Sour.
Thursday June 20, 2002
At the (current) day job, where the company’s values are hung on the wall as giant Successories posters—honesty and trust and other shining ineffables we can all agree are decent things to say we like to do when it’s not too much trouble—and it’s the sort of place where you have to recite the company mission statement which has something to do with families and happiness if you’re late to a meeting, or pony up a buck (not me, though; I’m contract labor, so I can snarl and sneer and put my head down and get my work done without all this summer camp crap, the visitor badge on its long blue neckchain like cheap Mardis Grad beads clenched defiantly in my left hand, because damned if I’m going to actually put it around my neck), but—with all this honesty and trust and these ineffables shining out of everyone’s face, you still have to drop coins in the slot for cold water or friggin’ coffee (you have to pay for the crap coffee) and the office supplies are locked up, you have to find the mailroom guy with the key, hey, you know, I need, like a pad?

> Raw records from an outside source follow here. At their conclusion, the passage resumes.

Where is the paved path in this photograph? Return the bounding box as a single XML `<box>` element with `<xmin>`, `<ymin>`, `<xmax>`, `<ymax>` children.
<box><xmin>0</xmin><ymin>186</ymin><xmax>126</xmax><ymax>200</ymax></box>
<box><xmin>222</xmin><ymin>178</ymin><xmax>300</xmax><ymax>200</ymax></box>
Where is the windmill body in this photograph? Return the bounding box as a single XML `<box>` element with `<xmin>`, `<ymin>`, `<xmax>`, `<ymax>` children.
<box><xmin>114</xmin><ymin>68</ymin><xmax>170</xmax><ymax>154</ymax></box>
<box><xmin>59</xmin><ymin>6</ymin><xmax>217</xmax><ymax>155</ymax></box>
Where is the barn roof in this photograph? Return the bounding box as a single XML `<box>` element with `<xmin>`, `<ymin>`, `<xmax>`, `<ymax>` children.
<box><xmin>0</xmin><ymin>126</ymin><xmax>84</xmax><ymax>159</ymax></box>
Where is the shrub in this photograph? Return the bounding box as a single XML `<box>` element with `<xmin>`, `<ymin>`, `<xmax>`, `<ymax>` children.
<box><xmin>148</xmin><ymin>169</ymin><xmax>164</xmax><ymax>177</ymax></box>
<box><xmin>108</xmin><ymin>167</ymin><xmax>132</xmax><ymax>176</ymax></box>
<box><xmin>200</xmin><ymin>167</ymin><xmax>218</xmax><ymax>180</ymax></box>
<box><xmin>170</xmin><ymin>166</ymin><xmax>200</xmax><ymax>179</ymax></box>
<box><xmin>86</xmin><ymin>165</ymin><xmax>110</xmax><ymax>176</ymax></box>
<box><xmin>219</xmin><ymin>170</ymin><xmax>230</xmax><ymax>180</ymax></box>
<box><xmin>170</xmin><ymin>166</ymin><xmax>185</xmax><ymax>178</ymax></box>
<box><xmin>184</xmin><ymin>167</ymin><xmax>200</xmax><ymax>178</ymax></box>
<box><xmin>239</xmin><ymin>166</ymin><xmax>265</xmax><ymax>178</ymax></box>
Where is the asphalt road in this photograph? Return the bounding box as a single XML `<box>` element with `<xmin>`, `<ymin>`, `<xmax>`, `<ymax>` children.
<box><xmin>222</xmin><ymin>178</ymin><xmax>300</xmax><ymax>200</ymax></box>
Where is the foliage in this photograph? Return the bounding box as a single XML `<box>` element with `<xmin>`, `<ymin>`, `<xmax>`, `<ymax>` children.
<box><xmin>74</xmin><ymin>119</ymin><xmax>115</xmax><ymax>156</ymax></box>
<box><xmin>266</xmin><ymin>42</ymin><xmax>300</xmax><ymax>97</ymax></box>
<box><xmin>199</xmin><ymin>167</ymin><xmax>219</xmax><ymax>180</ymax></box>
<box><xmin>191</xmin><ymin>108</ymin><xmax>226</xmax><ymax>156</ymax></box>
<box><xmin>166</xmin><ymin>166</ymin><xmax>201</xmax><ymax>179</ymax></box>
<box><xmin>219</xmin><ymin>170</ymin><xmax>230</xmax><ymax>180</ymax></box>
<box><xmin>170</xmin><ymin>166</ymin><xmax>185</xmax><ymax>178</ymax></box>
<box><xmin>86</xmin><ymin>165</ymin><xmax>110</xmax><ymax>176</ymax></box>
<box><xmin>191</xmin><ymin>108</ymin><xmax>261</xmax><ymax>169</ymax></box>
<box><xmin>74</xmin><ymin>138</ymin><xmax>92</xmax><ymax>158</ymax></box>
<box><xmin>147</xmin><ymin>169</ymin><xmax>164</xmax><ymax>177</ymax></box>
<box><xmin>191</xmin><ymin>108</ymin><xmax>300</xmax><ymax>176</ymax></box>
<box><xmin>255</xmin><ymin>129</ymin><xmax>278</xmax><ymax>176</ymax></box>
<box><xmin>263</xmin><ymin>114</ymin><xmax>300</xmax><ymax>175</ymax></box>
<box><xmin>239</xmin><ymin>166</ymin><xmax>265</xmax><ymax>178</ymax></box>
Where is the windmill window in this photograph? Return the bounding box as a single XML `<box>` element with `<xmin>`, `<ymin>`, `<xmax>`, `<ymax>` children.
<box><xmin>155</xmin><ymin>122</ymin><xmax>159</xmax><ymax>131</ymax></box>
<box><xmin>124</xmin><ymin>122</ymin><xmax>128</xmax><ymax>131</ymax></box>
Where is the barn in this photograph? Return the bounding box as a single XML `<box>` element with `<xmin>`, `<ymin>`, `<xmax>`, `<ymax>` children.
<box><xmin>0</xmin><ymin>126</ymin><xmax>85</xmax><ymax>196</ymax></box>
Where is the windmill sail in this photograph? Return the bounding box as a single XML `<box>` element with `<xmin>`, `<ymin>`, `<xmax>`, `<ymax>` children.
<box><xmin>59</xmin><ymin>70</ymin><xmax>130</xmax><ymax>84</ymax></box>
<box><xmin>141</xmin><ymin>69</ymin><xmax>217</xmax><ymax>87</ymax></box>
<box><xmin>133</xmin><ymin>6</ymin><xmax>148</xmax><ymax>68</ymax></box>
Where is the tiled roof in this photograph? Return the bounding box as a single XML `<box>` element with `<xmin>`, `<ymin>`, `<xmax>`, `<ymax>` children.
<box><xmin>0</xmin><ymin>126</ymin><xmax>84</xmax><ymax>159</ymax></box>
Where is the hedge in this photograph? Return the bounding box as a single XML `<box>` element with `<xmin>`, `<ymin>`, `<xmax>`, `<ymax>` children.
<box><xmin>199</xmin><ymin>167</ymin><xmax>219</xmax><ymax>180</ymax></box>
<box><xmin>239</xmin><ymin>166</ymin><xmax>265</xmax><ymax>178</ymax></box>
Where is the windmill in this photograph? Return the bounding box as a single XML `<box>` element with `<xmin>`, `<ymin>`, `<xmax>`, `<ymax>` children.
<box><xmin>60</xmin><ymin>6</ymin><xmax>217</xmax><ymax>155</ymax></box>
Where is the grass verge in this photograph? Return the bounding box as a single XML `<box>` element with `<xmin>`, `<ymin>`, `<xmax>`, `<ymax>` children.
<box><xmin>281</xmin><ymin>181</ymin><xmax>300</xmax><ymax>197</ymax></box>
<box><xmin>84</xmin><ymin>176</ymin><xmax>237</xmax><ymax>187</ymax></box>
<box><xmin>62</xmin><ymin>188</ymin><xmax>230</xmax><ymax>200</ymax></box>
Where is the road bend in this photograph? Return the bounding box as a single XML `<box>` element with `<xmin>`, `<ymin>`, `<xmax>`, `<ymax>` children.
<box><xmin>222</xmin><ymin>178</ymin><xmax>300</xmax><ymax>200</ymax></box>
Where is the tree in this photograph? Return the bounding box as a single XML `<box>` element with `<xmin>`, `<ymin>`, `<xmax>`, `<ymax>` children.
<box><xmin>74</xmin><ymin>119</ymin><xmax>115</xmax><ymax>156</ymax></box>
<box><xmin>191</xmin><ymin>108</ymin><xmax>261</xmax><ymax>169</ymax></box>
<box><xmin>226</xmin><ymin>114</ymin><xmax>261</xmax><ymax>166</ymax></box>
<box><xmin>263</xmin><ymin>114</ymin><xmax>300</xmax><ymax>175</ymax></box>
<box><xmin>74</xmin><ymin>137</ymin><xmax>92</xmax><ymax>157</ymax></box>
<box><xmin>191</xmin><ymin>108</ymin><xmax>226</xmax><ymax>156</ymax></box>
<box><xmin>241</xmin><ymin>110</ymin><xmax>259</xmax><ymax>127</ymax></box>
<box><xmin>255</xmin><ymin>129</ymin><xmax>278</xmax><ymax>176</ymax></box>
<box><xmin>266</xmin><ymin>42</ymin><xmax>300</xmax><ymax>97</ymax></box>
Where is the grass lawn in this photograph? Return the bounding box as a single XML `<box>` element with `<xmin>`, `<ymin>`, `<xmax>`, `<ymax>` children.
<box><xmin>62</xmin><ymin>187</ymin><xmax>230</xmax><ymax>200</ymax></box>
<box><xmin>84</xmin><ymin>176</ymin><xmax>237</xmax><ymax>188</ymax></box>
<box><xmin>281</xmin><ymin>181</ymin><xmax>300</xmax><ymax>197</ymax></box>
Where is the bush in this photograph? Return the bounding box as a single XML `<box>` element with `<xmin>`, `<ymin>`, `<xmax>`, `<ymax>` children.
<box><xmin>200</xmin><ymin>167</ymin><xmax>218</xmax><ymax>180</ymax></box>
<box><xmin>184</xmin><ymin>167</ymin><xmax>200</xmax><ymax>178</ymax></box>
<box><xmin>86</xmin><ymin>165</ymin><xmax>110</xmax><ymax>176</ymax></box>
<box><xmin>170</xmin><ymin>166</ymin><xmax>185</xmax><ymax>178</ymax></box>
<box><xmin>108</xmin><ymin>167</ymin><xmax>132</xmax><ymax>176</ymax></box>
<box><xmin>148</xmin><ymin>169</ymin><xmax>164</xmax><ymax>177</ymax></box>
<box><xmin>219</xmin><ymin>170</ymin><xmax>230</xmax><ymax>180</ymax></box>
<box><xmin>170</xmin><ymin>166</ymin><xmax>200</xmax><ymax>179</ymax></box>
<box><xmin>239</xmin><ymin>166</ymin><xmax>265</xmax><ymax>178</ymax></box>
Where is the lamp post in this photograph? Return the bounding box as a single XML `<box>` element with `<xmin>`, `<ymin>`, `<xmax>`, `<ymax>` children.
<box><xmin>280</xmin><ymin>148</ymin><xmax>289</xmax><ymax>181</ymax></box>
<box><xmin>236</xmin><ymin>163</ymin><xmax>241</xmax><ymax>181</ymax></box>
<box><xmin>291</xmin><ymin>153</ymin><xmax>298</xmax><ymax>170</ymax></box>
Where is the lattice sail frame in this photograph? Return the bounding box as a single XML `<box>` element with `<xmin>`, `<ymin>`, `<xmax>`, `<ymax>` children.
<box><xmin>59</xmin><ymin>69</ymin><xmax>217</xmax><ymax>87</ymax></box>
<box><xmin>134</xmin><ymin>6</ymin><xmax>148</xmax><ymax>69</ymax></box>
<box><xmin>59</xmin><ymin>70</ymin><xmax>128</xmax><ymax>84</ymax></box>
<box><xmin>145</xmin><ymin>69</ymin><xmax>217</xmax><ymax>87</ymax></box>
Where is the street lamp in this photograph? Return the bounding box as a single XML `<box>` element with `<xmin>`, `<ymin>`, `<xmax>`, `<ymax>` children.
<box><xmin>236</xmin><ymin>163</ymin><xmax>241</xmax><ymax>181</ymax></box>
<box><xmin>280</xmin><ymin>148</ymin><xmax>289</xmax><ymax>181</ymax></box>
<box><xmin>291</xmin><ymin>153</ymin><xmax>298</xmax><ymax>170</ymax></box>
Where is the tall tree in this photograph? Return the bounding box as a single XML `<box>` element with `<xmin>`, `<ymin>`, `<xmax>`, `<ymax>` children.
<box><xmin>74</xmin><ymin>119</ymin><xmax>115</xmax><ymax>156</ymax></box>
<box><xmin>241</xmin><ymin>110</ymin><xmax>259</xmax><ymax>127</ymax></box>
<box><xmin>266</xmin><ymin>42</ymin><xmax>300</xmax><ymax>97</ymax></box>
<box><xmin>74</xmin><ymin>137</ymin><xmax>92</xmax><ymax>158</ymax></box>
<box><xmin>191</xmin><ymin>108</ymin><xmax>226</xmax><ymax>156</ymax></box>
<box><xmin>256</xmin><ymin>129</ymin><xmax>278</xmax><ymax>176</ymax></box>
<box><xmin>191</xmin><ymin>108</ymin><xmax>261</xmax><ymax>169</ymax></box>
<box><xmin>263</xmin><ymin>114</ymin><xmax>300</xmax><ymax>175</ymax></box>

Of paper? —Imagine that, and anyway, I’m right here right now listening to some of the young Turks who do things with Java and animation compression behind me yammering on about how they’d never get involved in a long-term commitment, marriage is just something they don’t see the point of anymore, it’s a restriction, a trap bought into by other guys, like how you have to have people out fixing potholes to keep society moving, right, but he doesn’t want to fix any dam’ potholes, so someone else has to, well, marriage is like that, keeps the potholes fixed and makes sure everybody has a pair of pants to climb into in the morning (thinking about it, I maybe misheard that last bit) and anyway, they’re all sexists, all of ’em, oh, yeah, yup yup yup; it’s hard-wired into their genes from back in the day out there on the savannah—this is what they’re saying behind me, what they’re saying about themselves; me, I’m just sitting here typing and minding my own dam’ business (well, okay, no, not really) and I can’t help but grin a little and shake my head, oh, you poor dumb sorry-ass bastards, could you be any more frightened of a bunch of grapes just out of reach?
—But that is perhaps uncharitable, and now I’m feeling old; old indeed. But hey—the money’s (very) good.